Skip to main content
Soundscapes

From the Andes to the Arctic

Explore American Indian heritage through music

Smithsonian Folkways offers many archival recordings of American Indian music, as well as contemporary pieces by innovative and traditional musicians. Each track illuminates the central role that music plays in American Indian culture and is evidence of both difference and similarity across a hemisphere of Native peoples.

Sounds of the Land

Land and climate are important in shaping the music of American Indian cultures. Zuni rain dances, Andean mountain music, and Inuit throat singing reflect unique aspects of the environment in which they are performed. Songs inspired by wind, water, or animals often reflect cultural relationships with nature and sacred connections to the earth.

Sounds of Change

Despite their wide variety of languages, geographies, and cultures, most American Indian societies share a history of European contact and of rapid social and economic change due to European immigration and expansion. This encounter affected traditional musical styles as well. Some foreign muscial genres (Christian hymns) were imposed on American Indians, but certain traits (vocal stylings) and whole genres (fiddle dance music) were adopted willingly. Although European origins may be discernable in some American Indian songs, it remains Indian music, played by and for American Indian people with distinctive styles and musical values.

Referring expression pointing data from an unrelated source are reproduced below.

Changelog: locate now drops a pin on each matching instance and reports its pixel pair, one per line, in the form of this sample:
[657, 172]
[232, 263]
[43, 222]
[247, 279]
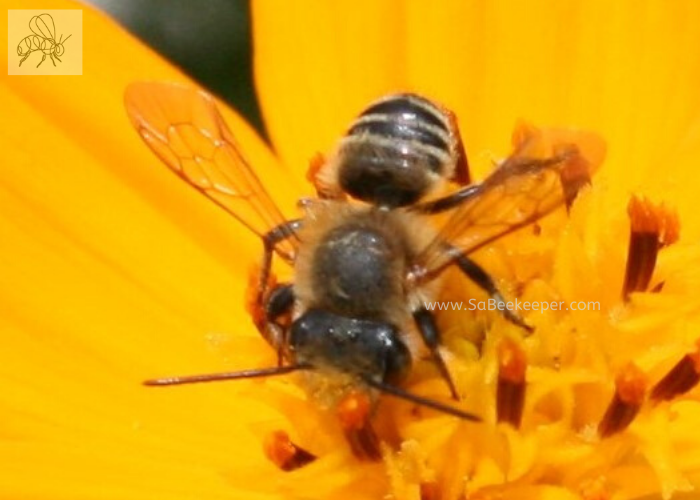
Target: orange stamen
[510, 392]
[354, 415]
[630, 390]
[652, 227]
[680, 379]
[280, 449]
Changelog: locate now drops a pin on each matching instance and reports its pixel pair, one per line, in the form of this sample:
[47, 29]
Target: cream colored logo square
[45, 42]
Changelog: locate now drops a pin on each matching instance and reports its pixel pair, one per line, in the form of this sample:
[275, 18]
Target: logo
[45, 42]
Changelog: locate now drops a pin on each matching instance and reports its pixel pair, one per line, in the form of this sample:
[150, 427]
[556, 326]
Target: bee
[43, 39]
[354, 317]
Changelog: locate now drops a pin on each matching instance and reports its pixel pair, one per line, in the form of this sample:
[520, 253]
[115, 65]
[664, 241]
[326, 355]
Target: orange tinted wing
[184, 128]
[519, 192]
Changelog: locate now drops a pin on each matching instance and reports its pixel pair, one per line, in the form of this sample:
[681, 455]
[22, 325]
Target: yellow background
[67, 22]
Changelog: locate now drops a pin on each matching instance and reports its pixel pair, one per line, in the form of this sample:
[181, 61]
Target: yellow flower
[115, 271]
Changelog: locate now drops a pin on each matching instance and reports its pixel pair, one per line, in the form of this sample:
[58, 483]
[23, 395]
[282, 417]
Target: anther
[652, 227]
[286, 455]
[575, 174]
[354, 415]
[630, 390]
[680, 379]
[510, 392]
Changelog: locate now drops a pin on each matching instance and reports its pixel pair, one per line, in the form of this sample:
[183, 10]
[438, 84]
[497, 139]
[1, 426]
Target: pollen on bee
[252, 302]
[680, 379]
[652, 227]
[510, 391]
[630, 391]
[286, 455]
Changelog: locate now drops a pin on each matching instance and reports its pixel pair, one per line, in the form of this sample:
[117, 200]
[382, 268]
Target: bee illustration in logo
[366, 255]
[43, 39]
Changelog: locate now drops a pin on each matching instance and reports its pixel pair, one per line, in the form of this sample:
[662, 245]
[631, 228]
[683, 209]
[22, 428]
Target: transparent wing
[43, 26]
[184, 128]
[524, 188]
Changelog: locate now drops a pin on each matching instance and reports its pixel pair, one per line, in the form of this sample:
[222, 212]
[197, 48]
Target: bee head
[366, 348]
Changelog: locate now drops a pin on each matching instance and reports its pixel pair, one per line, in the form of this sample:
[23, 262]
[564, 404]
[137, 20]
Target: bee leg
[447, 202]
[270, 241]
[425, 321]
[278, 312]
[484, 281]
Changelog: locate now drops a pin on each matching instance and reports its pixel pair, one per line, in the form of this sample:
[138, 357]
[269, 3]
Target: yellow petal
[115, 271]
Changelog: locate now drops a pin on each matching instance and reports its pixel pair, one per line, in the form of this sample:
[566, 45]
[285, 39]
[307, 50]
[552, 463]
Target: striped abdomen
[396, 150]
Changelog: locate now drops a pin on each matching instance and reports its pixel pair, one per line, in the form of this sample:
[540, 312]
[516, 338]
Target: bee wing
[43, 26]
[185, 129]
[522, 190]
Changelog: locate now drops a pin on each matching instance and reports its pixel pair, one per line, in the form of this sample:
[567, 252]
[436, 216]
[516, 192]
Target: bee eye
[398, 361]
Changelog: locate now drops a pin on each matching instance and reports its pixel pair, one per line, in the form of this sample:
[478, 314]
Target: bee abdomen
[408, 120]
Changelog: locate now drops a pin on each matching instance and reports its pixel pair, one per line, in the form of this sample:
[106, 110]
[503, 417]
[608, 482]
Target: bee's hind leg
[278, 315]
[425, 321]
[484, 281]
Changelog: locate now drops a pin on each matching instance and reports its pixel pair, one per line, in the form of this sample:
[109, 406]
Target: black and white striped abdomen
[396, 150]
[406, 119]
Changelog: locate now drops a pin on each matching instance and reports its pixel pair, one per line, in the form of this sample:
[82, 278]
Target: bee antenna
[420, 400]
[217, 377]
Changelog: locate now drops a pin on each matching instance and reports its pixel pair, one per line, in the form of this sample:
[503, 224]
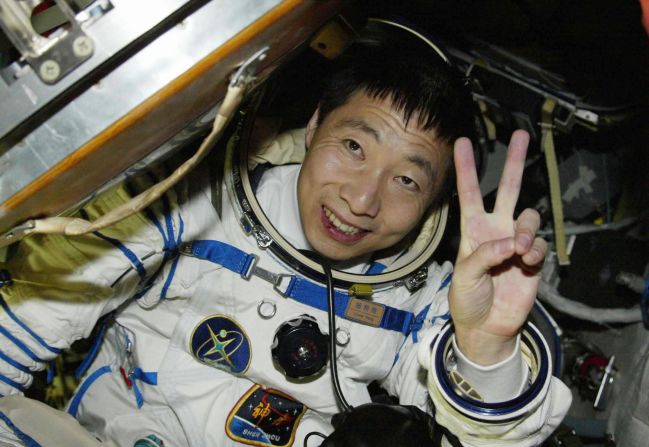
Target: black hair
[396, 65]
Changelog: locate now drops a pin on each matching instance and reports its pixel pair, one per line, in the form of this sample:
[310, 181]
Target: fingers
[488, 255]
[525, 229]
[468, 187]
[536, 255]
[531, 249]
[510, 181]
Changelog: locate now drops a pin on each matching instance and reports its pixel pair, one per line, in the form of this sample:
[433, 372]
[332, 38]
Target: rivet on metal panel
[331, 40]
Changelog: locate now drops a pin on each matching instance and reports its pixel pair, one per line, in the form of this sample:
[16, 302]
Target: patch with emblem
[265, 417]
[220, 342]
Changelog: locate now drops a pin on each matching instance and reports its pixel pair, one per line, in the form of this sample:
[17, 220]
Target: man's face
[367, 179]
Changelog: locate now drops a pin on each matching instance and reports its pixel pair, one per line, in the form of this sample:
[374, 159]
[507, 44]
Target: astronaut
[211, 322]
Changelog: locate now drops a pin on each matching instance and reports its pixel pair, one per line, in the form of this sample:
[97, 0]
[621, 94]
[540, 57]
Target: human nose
[362, 194]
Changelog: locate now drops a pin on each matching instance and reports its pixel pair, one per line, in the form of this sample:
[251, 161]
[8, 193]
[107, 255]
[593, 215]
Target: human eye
[407, 182]
[354, 147]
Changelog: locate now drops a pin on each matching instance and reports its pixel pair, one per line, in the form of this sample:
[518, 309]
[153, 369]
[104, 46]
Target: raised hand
[497, 270]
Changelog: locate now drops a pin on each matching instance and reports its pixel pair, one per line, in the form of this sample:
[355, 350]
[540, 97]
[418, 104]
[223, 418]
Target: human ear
[311, 127]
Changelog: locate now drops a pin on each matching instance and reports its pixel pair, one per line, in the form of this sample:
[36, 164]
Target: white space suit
[185, 357]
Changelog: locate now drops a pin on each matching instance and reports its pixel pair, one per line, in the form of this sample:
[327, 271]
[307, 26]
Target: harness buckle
[415, 280]
[186, 249]
[279, 279]
[251, 267]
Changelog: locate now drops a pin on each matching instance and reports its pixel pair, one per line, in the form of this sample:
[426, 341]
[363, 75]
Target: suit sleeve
[428, 374]
[60, 286]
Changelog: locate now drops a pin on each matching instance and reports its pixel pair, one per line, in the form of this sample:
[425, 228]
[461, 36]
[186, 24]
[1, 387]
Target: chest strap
[301, 290]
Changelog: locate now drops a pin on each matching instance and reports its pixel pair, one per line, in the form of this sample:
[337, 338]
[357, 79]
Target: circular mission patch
[220, 342]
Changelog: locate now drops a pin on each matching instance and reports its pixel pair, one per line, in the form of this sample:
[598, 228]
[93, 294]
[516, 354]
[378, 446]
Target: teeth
[347, 229]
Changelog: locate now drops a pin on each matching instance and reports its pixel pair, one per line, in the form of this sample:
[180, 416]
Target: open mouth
[339, 230]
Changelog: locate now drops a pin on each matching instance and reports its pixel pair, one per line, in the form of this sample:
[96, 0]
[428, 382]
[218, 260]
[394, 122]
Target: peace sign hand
[497, 270]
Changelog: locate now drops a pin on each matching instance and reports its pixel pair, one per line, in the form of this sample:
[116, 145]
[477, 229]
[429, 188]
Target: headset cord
[331, 311]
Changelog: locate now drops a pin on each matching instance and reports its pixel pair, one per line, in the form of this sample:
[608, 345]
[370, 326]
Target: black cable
[306, 438]
[331, 311]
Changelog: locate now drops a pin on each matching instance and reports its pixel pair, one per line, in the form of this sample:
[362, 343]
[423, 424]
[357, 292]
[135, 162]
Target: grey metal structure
[136, 79]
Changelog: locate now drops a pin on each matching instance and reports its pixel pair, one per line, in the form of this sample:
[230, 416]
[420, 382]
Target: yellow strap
[73, 226]
[547, 143]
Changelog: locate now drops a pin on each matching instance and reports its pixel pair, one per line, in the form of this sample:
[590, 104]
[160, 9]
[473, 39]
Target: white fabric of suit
[63, 286]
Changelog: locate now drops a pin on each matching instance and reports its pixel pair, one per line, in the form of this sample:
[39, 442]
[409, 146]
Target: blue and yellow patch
[220, 342]
[265, 417]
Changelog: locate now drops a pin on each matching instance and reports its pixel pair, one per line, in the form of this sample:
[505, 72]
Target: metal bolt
[342, 337]
[50, 70]
[82, 47]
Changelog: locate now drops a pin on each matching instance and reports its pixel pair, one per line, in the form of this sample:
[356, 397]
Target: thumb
[488, 255]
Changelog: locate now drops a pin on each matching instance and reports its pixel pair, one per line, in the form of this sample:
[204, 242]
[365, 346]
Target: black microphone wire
[331, 313]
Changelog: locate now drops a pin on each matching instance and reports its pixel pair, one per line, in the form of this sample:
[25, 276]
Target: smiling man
[210, 337]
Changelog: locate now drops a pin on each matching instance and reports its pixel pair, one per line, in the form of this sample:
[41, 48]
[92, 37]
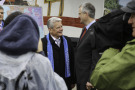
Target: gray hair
[51, 21]
[89, 8]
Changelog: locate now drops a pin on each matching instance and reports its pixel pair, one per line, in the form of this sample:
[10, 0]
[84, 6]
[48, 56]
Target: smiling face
[132, 22]
[82, 16]
[57, 30]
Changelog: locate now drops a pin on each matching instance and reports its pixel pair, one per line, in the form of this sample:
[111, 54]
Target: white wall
[71, 10]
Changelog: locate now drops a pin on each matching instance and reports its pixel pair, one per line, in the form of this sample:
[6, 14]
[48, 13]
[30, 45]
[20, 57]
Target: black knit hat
[130, 8]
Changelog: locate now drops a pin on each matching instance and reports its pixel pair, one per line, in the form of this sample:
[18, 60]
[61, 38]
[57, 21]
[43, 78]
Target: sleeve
[114, 70]
[72, 61]
[44, 77]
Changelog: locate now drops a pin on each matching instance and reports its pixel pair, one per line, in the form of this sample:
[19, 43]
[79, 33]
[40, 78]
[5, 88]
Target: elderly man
[59, 50]
[116, 69]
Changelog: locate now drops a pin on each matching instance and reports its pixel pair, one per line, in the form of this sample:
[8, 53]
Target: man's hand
[89, 86]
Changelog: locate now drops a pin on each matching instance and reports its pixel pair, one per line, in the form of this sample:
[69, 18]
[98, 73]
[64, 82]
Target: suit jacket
[59, 58]
[84, 61]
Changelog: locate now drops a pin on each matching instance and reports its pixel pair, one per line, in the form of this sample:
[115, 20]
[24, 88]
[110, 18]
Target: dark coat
[59, 58]
[83, 56]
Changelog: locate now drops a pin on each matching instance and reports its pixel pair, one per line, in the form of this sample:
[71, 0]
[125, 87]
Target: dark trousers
[68, 83]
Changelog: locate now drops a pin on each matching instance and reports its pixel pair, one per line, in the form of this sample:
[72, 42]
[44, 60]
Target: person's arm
[115, 70]
[106, 57]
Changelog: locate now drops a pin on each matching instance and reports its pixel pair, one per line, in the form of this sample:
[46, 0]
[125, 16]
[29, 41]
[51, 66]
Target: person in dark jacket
[21, 67]
[59, 50]
[83, 53]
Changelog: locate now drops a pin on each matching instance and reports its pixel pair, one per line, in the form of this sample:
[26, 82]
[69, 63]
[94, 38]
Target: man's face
[57, 30]
[82, 16]
[132, 22]
[1, 14]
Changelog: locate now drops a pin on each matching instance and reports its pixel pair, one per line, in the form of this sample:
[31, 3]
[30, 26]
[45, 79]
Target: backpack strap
[17, 81]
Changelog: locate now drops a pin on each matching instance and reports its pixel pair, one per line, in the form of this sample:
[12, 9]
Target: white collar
[54, 38]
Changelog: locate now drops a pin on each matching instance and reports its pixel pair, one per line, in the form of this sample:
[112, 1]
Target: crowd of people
[103, 58]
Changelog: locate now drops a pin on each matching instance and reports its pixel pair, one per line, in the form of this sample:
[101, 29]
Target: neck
[89, 20]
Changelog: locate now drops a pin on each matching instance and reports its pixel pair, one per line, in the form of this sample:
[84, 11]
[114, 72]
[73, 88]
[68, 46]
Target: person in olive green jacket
[116, 69]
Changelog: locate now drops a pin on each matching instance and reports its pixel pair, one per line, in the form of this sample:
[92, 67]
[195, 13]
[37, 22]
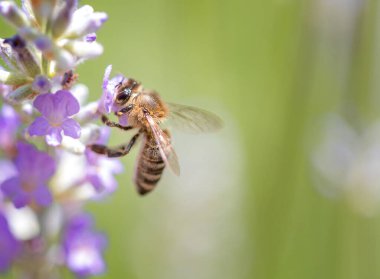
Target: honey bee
[146, 111]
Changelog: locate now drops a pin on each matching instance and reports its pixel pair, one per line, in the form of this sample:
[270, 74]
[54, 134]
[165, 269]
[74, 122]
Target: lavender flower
[107, 104]
[38, 183]
[34, 168]
[56, 110]
[9, 124]
[100, 170]
[10, 248]
[83, 248]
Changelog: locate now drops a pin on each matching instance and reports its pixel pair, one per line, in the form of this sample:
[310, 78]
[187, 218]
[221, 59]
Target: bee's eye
[123, 96]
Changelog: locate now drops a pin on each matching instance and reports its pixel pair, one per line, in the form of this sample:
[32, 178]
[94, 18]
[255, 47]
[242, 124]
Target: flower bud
[63, 18]
[84, 49]
[10, 78]
[25, 58]
[41, 84]
[8, 56]
[13, 14]
[21, 93]
[43, 10]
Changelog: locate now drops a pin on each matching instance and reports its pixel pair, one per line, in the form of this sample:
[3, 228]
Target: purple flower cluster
[83, 247]
[45, 126]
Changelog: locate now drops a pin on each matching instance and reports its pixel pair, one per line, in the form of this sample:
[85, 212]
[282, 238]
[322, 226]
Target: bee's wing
[191, 119]
[163, 141]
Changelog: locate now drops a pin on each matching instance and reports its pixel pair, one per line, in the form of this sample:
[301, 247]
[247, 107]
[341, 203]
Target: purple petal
[91, 37]
[41, 84]
[96, 182]
[11, 187]
[43, 196]
[44, 104]
[107, 97]
[57, 107]
[106, 77]
[123, 120]
[40, 127]
[21, 200]
[43, 167]
[67, 101]
[54, 137]
[71, 128]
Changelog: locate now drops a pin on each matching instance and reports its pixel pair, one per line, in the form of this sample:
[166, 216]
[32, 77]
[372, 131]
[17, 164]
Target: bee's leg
[119, 151]
[110, 123]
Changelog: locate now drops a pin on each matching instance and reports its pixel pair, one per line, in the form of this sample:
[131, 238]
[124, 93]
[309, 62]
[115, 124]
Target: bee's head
[125, 89]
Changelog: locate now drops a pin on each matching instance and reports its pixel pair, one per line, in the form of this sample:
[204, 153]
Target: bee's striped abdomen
[149, 166]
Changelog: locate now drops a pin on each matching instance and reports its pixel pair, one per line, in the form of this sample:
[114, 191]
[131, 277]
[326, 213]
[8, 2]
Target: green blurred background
[245, 205]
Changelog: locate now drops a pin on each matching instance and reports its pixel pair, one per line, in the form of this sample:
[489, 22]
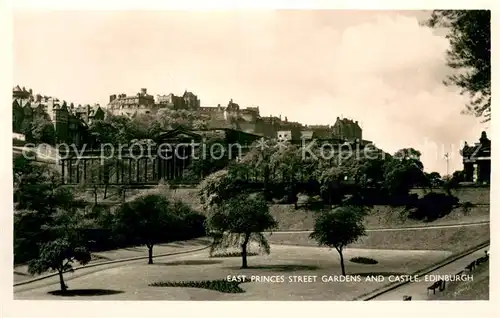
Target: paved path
[405, 228]
[418, 290]
[21, 272]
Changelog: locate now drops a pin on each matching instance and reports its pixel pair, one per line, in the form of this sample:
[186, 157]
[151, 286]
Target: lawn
[477, 289]
[131, 282]
[449, 239]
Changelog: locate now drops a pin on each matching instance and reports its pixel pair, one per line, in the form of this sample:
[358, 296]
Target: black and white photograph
[251, 155]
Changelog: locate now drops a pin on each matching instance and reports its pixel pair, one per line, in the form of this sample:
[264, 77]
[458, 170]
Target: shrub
[363, 260]
[221, 285]
[434, 205]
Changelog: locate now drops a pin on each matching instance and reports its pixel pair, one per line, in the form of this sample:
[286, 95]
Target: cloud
[381, 68]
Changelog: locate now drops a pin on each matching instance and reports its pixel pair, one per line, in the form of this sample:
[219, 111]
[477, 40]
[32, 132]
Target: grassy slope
[477, 289]
[450, 239]
[290, 219]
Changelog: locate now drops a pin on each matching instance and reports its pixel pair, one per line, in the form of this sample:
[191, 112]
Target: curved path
[418, 290]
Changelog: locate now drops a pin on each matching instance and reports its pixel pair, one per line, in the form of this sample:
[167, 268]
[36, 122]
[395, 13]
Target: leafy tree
[38, 187]
[101, 174]
[42, 131]
[339, 228]
[58, 255]
[237, 221]
[147, 220]
[469, 33]
[434, 178]
[402, 172]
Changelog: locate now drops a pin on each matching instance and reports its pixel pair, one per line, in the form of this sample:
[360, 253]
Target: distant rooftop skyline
[382, 68]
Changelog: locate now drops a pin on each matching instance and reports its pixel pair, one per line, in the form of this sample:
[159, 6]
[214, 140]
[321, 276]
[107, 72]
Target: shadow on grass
[85, 292]
[189, 262]
[96, 257]
[135, 249]
[281, 268]
[378, 274]
[195, 242]
[221, 285]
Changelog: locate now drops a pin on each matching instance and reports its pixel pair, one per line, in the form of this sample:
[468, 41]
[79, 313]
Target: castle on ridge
[71, 122]
[233, 116]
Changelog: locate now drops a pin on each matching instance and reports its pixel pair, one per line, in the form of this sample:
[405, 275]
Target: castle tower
[61, 116]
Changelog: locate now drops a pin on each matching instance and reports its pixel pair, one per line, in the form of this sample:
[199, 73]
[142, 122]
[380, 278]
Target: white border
[12, 308]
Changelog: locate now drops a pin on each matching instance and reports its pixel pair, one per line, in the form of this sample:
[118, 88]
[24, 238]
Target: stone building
[70, 122]
[187, 101]
[141, 103]
[347, 129]
[477, 160]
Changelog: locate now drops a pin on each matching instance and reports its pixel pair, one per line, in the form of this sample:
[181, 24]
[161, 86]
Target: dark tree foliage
[58, 255]
[339, 228]
[470, 54]
[148, 220]
[239, 220]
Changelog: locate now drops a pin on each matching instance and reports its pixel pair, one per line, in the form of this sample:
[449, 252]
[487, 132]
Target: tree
[58, 255]
[402, 172]
[434, 179]
[339, 228]
[470, 54]
[42, 131]
[237, 221]
[147, 220]
[38, 194]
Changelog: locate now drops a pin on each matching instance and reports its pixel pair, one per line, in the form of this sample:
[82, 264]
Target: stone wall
[479, 195]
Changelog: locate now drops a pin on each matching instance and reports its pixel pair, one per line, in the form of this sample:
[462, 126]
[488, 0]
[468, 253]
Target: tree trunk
[150, 254]
[341, 261]
[244, 263]
[61, 282]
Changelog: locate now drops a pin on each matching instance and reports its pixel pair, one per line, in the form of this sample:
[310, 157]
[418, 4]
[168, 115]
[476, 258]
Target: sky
[382, 68]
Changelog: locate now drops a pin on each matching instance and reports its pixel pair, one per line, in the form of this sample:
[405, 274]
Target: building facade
[70, 122]
[477, 160]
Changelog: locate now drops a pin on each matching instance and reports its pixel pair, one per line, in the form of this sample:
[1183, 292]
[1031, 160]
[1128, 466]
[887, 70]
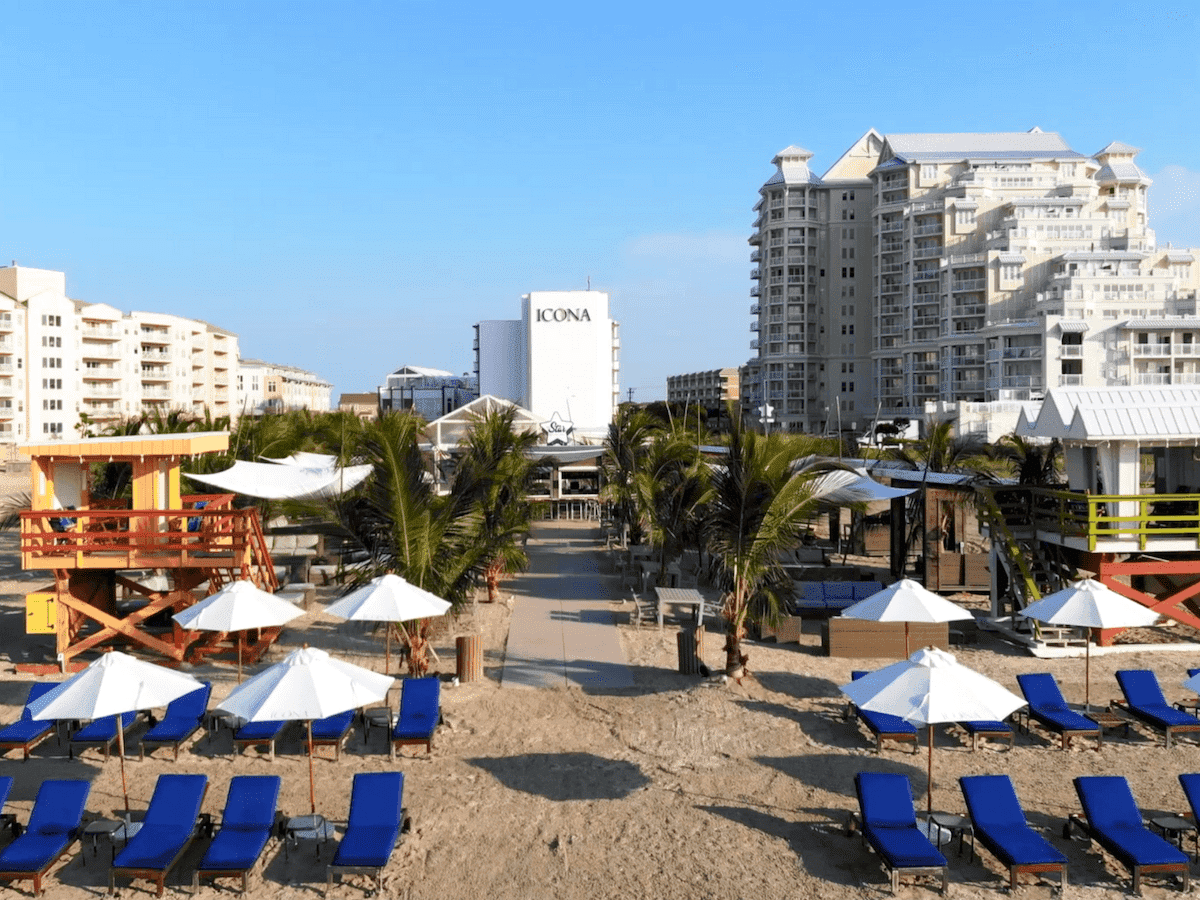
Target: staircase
[1033, 568]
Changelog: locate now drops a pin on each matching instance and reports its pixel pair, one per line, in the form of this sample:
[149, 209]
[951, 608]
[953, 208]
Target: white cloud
[1175, 207]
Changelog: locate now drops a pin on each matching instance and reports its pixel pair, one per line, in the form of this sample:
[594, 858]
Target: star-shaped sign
[558, 430]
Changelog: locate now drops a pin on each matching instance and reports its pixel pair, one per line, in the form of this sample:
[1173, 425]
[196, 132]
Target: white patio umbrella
[389, 599]
[114, 684]
[930, 688]
[1090, 604]
[906, 601]
[306, 684]
[238, 606]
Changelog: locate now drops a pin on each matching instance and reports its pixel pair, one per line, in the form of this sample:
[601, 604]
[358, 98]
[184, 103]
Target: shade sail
[270, 481]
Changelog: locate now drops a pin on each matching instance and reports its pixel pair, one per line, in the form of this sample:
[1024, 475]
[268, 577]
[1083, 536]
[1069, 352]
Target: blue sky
[352, 186]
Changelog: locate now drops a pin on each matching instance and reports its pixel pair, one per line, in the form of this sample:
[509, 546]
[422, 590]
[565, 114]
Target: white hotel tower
[559, 360]
[960, 269]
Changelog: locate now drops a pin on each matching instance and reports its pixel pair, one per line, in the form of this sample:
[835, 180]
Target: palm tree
[761, 502]
[493, 474]
[942, 450]
[1033, 465]
[629, 433]
[671, 489]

Sounds of Protest and Pride

Protest singing during the period of American social unrest in the late 1960s included many American Indian voices. They addressed issues of social injustice, governmental interference, environmental degradation, and poverty on the reservation. While many American Indian protest singers strummed acoustic guitars, some recognized and reinvigorated Native musical traditions and languages while singing for the rights of and respect due to American Indians. Their songs convey a deep pride in their musical and cultural heritage and ensure, as Founding Director Rick West stated at the opening of the Smithsonian National Museum of the American Indian, that "American Indians will be part of the cultural future."